Metabolic Diversity and Therapeutic Potential of Holarrhena pubescens: An Important Ethnomedicinal Plant

Abstract

Holarrhena pubescens is an important medicinal plant of the Apocynaceae family that is widely distributed over the Indian subcontinent. The plant is extensively used in Ayurveda and other traditional medicinal systems without obvious adverse effects. Beside notable progress in the biological and phytochemical evaluation of this plant over the past few years, comprehensive reviews of H. pubescens are limited in scope. It has economic importance due to the extensive use of seeds as an antidiabetic. Furthermore, the plant is extensively reported in traditional uses among the natives of Asia and Africa, while scientifical validation for various ailments has not been studied either in vitro or in vivo. This review aims to summarize information on the pharmacology, traditional uses, active constituents, safety and toxicity of H. pubescens. Chemical analysis of H. pubescens extracts revealed the presence of several bioactive compounds, such as conessine, isoconnessine, conessimine, conimine, conessidine, conkurchicine, holarrhimine, conarrhimine, mokluangin A-D and antidysentericine. Overall, this review covers the ethnopharmacology, phytochemical composition, and pharmacological potential of H. pubescens, with a critical discussion of its toxicity, biological activities (in vitro and in vivo), the mechanism of action, as well as suggestions for further basic and clinical research.

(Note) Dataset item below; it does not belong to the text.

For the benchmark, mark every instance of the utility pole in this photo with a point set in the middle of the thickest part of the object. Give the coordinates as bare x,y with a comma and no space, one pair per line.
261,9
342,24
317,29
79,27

Keywords: Holarrhena pubescens; bioactivity; ethnopharmacology; pharmacokinetics; phytoconstituents; toxicity.

Figure 1

Worldwide distribution of H. pubescens [3].

Figure 2

Medicinal use of H. pubescens in India, Pakistan, Bangladesh and Nepal.

Figure 3

Schematic representation of the Structural-Activity-Relationship (SAR) of the steroid-alkaloid class of phytoconstituents; conarrhimine, conessimine, conessine, conimine and isoconnessine, isolated from H. pubescens. IC₅₀ expressed in µM, range of 4 to >300 for acetylcholinesterase (AChE)/neuroprotective activity.

Figure 4

Schematic representation of the Structural-Activity-Relationship (SAR) of the steroid-alkaloid class of phytoconstituents; Mokluangin A-C and antidysentericine, isolated from H. pubescens. IC₅₀ expressed in µM, range of 1.44 to 23.22 for acetylcholinesterase activity.

Figure 5

Three-dimensional molecular interaction of connesine with six different biological targets using the software, BIOVIA-DSV after a blind molecular docking study using software, AutoDock 4.2. Herein each protein data bank (PDB) ID represents the putative target proteins’ crystallographic structural information. PDB ID: 1HNJ, beta-ketoacyl-acyl carrier protein synthase III (FabH) of E. coli; PDB ID: 1C2B, acetylcholinesterase (AChE) of E. electricus; PDB ID: 5NN4, human lysosomal acid α glucosidase (GAA); PDB ID: 6TZ6, calcineurin catalytic (CnA) of Candida albicans; PDB ID: 5F19, human cyclooxygenase-2 (COX-2) and PDB ID: 1LDG, L-Lactate dehydrogenase (LDH) of Plasmodium falciparum.